In-order Successor in BST

Problem is here: https://leetcode.com/problems/inorder-successor-in-bst/

285. Inorder Successor in BST

Medium

Given a binary search tree and a node in it, find the in-order successor of that node in the BST.

The successor of a node p is the node with the smallest key greater than p.val.

Example 1:

Input: root = [2,1,3], p = 1
Output: 2
Explanation: 1's in-order successor node is 2. Note that both p and the return value is of TreeNode type.

Example 2:

Input: root = [5,3,6,2,4,null,null,1], p = 6
Output: null
Explanation: There is no in-order successor of the current node, so the answer is null.

Note:

1. If the given node has no in-order successor in the tree, return null.
2. It's guaranteed that the values of the tree are unique.

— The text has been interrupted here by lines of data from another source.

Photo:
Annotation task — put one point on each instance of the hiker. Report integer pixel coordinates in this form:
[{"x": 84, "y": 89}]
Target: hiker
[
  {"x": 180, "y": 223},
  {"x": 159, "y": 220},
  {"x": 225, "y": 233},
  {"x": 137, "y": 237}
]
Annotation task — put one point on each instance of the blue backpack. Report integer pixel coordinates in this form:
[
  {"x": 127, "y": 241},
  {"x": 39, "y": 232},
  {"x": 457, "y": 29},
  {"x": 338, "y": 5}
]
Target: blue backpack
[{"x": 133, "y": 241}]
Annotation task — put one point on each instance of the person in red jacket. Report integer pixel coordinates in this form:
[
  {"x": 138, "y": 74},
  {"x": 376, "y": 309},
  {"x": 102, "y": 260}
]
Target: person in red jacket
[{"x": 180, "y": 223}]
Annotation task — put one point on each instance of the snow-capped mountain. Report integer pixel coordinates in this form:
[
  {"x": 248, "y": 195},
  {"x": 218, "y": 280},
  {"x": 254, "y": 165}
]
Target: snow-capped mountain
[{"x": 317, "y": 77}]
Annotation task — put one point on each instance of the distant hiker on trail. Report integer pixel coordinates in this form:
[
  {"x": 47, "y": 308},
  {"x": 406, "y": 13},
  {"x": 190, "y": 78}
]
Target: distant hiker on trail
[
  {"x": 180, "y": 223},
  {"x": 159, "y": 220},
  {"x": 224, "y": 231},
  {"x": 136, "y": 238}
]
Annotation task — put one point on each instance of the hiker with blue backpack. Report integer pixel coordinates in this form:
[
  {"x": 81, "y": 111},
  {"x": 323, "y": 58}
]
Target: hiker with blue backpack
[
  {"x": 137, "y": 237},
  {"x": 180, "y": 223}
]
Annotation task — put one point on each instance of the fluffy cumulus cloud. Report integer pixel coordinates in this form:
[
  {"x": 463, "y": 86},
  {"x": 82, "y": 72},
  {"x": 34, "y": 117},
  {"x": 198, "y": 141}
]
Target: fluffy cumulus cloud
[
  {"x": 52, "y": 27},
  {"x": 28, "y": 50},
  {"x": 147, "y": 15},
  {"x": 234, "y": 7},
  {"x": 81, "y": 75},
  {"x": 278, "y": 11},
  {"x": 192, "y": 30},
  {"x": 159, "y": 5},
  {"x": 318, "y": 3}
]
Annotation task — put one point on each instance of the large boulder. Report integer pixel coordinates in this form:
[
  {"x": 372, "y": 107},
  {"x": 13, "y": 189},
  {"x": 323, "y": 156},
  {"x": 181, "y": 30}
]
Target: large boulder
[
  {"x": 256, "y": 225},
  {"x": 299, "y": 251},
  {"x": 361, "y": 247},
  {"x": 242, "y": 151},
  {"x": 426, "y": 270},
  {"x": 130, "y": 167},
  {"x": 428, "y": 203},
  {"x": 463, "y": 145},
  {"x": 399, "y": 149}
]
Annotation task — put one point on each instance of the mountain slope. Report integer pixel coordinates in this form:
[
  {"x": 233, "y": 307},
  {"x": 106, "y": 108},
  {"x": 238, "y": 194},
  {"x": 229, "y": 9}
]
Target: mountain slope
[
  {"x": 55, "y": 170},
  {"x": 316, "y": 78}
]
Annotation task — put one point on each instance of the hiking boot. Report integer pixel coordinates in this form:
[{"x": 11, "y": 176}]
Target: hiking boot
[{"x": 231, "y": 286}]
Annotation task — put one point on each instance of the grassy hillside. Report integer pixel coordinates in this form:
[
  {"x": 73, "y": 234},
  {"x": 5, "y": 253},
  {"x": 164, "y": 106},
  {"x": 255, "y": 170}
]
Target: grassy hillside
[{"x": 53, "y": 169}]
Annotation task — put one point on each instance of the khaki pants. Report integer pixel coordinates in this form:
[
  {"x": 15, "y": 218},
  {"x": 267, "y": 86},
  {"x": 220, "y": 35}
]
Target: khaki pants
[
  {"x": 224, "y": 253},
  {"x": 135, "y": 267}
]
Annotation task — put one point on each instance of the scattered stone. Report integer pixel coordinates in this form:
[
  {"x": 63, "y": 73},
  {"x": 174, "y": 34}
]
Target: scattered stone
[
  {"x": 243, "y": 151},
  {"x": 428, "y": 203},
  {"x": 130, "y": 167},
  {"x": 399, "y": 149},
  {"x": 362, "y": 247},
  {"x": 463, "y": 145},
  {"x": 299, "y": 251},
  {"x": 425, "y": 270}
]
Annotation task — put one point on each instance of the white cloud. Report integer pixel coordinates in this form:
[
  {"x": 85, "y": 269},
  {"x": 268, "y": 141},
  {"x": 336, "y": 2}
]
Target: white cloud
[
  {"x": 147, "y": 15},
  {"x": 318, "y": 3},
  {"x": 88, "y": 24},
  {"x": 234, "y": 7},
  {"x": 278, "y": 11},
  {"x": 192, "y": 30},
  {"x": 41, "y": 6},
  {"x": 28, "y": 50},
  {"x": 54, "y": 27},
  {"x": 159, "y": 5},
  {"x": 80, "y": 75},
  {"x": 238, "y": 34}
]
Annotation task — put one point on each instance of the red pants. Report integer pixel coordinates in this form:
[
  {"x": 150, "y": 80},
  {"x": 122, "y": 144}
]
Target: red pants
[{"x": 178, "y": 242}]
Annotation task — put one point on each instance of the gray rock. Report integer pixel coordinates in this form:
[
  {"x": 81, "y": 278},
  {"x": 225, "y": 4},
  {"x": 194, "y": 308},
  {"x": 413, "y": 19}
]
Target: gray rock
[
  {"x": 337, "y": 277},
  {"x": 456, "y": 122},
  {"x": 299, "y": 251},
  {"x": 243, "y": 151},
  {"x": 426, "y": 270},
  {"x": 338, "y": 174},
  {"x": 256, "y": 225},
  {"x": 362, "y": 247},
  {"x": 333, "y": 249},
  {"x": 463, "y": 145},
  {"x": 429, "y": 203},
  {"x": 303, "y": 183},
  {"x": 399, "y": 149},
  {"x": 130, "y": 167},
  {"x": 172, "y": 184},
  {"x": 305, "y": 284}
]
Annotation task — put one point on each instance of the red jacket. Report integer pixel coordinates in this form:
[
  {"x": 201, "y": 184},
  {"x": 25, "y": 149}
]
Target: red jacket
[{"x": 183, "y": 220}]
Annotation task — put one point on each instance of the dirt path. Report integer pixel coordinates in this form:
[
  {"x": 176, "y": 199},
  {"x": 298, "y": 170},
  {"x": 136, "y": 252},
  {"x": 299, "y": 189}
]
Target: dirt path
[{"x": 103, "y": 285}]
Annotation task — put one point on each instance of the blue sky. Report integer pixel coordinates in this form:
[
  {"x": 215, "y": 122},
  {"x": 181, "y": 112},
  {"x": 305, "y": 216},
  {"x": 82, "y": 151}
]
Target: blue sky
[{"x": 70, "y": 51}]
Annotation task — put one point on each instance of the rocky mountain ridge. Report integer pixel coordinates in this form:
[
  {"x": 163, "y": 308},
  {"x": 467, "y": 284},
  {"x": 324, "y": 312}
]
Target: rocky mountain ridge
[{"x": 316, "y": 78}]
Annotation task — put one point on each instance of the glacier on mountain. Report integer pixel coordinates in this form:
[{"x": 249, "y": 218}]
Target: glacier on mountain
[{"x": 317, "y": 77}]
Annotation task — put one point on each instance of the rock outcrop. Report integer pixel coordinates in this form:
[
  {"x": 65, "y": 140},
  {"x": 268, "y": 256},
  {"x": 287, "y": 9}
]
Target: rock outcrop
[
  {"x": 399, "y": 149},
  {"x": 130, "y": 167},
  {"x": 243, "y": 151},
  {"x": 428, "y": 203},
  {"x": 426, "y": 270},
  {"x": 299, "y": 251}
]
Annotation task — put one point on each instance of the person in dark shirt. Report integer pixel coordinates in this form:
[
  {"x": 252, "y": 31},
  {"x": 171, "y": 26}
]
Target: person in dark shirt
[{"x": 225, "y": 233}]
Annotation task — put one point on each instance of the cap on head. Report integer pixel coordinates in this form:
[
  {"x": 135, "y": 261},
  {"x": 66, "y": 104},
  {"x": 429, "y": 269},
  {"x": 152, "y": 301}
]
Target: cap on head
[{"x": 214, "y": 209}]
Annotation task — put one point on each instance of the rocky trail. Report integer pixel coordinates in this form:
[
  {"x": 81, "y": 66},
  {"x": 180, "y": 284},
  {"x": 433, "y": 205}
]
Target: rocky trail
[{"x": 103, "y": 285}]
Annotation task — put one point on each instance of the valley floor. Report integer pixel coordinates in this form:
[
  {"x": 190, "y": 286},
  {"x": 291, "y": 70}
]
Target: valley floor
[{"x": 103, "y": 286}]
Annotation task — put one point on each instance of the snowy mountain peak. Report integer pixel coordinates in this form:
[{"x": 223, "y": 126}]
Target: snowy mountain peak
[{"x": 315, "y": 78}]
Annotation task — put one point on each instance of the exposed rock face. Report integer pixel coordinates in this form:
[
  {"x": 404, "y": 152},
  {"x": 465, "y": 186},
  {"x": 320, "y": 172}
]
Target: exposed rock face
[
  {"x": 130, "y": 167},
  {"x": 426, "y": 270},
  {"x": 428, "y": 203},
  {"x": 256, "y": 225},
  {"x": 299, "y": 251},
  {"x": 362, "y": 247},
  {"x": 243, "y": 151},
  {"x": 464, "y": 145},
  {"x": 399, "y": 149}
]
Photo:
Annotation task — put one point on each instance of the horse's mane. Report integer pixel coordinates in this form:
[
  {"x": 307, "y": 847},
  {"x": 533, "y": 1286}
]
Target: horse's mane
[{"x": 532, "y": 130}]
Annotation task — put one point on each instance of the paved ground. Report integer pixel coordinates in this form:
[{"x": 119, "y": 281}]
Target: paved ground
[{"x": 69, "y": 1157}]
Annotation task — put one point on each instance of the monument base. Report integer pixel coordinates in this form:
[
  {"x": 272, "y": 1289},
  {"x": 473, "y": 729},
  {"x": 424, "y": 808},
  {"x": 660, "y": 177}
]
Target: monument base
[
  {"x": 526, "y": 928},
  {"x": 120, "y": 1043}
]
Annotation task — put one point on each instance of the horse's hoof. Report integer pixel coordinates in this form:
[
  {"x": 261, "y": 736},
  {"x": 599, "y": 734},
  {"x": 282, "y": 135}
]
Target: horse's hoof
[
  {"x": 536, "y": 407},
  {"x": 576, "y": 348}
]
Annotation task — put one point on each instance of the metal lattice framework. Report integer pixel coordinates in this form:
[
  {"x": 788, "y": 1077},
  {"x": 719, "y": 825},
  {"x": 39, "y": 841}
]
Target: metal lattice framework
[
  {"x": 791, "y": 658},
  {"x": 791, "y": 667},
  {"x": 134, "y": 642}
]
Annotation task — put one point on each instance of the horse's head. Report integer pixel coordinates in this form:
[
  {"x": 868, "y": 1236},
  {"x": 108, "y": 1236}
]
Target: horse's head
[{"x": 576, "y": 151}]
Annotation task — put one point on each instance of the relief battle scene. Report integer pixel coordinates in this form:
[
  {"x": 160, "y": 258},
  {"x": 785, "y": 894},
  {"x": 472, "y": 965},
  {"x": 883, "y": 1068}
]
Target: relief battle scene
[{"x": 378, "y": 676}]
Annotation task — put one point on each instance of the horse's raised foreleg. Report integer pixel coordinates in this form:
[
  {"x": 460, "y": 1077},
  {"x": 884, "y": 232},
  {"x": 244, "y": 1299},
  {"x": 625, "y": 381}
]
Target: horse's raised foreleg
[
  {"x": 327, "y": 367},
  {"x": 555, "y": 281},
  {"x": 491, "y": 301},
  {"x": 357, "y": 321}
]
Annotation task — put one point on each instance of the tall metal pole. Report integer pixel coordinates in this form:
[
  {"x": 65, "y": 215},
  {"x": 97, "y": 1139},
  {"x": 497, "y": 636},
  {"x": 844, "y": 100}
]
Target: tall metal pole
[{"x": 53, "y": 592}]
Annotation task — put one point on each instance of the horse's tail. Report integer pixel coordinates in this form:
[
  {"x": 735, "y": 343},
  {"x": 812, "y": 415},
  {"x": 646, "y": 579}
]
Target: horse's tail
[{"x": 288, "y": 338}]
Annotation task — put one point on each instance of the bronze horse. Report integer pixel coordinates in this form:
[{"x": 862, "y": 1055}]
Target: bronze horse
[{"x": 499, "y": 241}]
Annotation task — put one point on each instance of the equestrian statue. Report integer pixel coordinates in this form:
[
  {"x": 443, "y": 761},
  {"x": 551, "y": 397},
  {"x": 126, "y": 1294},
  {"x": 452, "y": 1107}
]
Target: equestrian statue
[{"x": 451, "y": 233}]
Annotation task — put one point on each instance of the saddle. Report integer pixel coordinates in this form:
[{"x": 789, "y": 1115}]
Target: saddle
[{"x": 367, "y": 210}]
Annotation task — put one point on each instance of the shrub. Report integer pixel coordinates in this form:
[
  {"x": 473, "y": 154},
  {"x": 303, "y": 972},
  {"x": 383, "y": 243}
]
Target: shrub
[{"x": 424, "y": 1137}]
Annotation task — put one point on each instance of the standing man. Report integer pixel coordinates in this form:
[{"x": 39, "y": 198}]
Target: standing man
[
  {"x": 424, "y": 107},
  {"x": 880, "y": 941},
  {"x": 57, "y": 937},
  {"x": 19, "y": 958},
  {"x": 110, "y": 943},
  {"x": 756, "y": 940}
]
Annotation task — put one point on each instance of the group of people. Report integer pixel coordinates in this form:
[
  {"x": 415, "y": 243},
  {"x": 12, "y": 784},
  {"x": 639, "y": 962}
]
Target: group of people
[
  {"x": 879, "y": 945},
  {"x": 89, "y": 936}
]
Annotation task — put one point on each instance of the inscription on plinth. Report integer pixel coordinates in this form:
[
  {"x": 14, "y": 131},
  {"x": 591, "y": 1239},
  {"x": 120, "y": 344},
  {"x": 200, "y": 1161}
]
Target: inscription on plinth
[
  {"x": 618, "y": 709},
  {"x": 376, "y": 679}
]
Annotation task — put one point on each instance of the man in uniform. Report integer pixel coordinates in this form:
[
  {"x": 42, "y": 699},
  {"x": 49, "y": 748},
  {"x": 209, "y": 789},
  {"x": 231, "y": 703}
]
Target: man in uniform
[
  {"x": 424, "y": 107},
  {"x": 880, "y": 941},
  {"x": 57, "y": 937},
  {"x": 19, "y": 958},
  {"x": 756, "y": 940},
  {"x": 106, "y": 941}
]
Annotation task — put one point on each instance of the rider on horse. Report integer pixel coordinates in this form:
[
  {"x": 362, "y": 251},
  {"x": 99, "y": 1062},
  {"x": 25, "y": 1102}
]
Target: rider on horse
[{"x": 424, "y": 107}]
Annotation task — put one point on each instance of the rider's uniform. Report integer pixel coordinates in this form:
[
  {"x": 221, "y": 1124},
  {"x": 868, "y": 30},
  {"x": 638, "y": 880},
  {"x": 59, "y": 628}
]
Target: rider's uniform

As the problem statement implies, you'll be likely dealing with an InOrder traversal technique (to recap: Inorder => left, current, right). Throughout the traversal, keep track of a boolean to tell you that you have found the node with the key - set that flag to true. Next time that you see it as true, you know you have the successor. That's pretty much it. Cheers, ACC.

public class Solution
{
    public TreeNode InorderSuccessor(TreeNode root, TreeNode p)
    {
        bool isNext = false;
        TreeNode successor = null;
        InorderSuccessor(root, p.val, ref isNext, ref successor);
        return successor;
    }

    private void InorderSuccessor(TreeNode node,
                                    int valueSought,
                                    ref bool isNext,
                                    ref TreeNode successor)
    {
        if (node == null) return;
        InorderSuccessor(node.left, valueSought, ref isNext, ref successor);

        if (isNext && successor == null)
        {
            successor = node;
            return;
        }
        else if (node.val == valueSought)
        {
            isNext = true;
        }

        InorderSuccessor(node.right, valueSought, ref isNext, ref successor);
    }
}